Several articles recently came to our attention regarding alcohol consumption among teens and new regulations regarding fiber ingredient labels.
The first piece, entitled “How are underage drinkers influenced by alcohol ads?” explains how targeted marketing impacts the drinking habits and potential purchasing power of teenagers.
Alcohol is the most used substance by adolescents in the U.S. People who are between 12 and 20 years old drink 11 percent of all alcoholic beverages consumed in the country, and a new study found that these underage drinkers are heavily influenced by marketing and advertising.
Dr. Michael Siegel, a professor at the Boston University School of Public Health, decided to conduct the study because marketing has been known to potentially contribute to the underage drinking trend, but no other studies have examined the relationship between brand-specific advertising and consumption of alcohol.
The second, “Snacks with added fiber a part of Nutrition Facts delay,” explains how a new labeling rule could change how much fiber is listed for some snack bars and cereals.
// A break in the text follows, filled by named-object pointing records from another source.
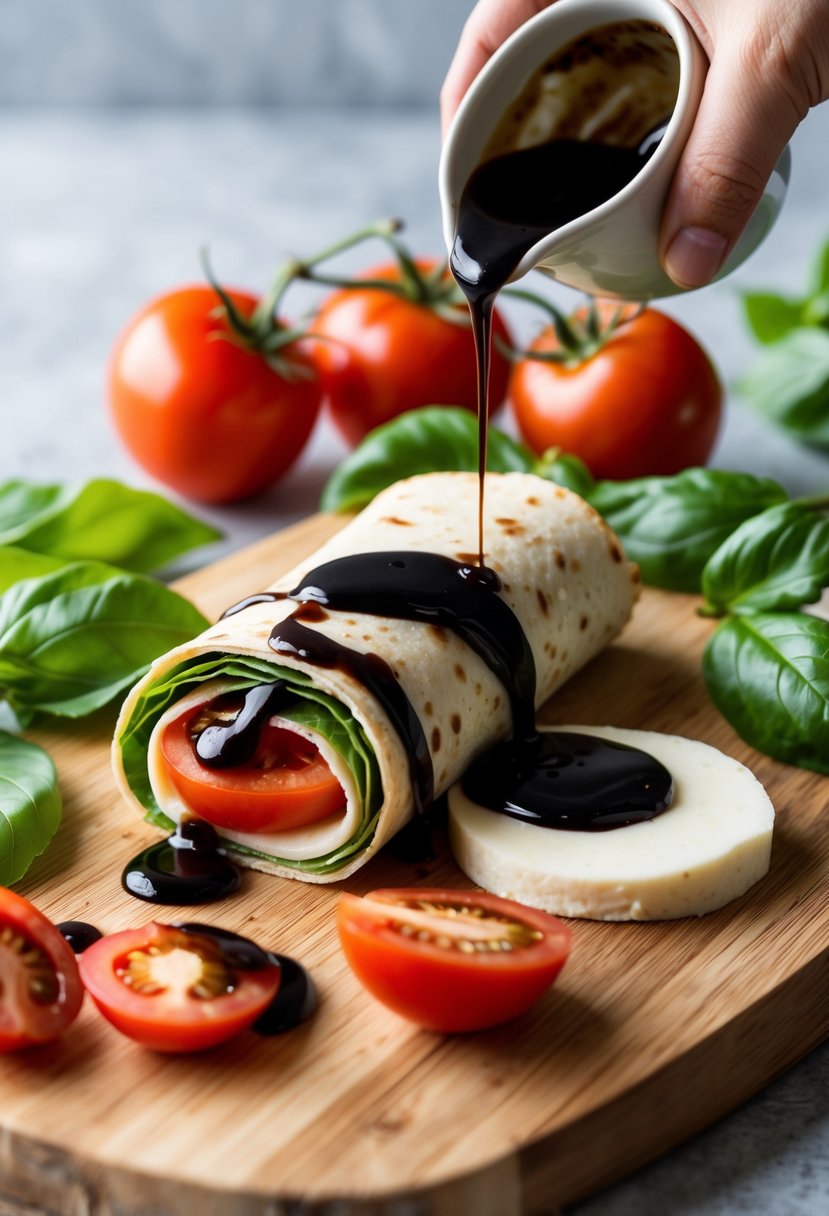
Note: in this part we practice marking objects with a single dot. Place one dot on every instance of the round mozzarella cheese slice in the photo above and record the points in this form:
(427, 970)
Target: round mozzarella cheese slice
(709, 848)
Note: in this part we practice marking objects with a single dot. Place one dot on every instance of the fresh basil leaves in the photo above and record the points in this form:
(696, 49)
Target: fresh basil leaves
(79, 621)
(29, 805)
(426, 440)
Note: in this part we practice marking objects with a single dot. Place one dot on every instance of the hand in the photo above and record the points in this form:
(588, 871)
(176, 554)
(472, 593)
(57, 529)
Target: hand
(770, 65)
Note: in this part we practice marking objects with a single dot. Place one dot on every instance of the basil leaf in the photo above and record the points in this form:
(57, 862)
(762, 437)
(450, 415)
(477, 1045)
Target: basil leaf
(790, 384)
(774, 562)
(671, 525)
(29, 805)
(567, 471)
(768, 675)
(73, 640)
(771, 316)
(101, 521)
(20, 563)
(430, 439)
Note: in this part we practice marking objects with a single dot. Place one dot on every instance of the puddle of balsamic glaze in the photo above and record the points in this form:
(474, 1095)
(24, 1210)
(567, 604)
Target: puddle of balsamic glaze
(79, 934)
(297, 997)
(569, 780)
(189, 867)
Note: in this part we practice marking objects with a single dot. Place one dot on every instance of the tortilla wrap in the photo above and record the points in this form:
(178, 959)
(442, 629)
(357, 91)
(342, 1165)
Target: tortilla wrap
(563, 574)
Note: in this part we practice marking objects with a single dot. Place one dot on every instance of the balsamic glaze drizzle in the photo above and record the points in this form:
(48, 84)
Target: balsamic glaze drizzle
(189, 867)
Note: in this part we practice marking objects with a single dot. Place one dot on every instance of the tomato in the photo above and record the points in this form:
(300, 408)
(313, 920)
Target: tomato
(383, 355)
(285, 784)
(438, 957)
(201, 411)
(175, 991)
(648, 401)
(40, 989)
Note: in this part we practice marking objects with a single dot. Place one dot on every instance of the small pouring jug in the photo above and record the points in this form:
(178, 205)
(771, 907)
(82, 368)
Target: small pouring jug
(613, 248)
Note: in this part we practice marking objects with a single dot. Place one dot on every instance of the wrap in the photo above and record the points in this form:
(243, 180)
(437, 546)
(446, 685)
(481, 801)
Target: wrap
(563, 574)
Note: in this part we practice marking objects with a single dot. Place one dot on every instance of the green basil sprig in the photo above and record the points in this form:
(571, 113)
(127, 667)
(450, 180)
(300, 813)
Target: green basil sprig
(790, 381)
(100, 521)
(29, 805)
(72, 640)
(670, 525)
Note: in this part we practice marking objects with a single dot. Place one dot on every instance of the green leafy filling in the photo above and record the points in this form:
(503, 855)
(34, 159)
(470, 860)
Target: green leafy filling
(314, 709)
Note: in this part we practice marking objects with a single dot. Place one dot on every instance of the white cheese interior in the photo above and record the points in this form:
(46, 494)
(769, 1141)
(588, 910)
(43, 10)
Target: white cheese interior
(299, 844)
(705, 850)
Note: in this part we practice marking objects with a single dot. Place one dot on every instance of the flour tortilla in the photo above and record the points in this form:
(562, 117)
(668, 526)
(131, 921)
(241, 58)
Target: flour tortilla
(563, 574)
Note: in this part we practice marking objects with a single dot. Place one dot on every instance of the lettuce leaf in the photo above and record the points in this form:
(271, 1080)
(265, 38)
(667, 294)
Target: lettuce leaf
(313, 708)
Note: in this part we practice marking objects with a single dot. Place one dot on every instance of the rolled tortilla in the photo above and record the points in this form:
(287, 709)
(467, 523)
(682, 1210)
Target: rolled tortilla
(563, 574)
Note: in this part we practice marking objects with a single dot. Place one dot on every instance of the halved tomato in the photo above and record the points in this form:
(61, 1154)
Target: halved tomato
(174, 990)
(40, 989)
(285, 784)
(451, 960)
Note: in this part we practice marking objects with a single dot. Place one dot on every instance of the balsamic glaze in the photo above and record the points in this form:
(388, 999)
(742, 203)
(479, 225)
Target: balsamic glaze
(189, 867)
(297, 997)
(569, 780)
(79, 934)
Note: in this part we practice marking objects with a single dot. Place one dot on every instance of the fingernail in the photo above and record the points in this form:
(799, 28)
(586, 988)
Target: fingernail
(694, 255)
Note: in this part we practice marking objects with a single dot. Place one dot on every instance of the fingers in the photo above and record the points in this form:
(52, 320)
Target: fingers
(489, 24)
(745, 119)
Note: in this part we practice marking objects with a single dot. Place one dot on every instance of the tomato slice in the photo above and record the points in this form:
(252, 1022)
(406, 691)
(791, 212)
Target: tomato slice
(174, 990)
(40, 989)
(451, 960)
(285, 784)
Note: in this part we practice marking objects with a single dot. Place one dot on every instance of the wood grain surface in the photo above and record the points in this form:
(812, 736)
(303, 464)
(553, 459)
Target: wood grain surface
(652, 1031)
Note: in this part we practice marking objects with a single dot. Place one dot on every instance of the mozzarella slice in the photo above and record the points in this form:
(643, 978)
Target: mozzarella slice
(705, 850)
(298, 844)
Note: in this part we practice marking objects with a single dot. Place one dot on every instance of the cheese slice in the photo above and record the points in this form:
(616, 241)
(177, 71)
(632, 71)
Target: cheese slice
(709, 848)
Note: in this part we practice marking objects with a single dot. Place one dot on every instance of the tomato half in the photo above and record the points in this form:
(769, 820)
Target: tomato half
(384, 355)
(648, 401)
(174, 991)
(40, 989)
(451, 960)
(285, 784)
(201, 411)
A little-discussed aspect of the revamped Nutrition Facts panel, which was postponed this week, is that it could change what ingredients products like Fiber One bars can count as dietary fiber.
The Food and Drug Administration says added ingredients need to have a health benefit to be counted as fiber on the new panel. And many ingredients that are currently used to boost fiber counts haven’t yet gotten the green light to keep doing so.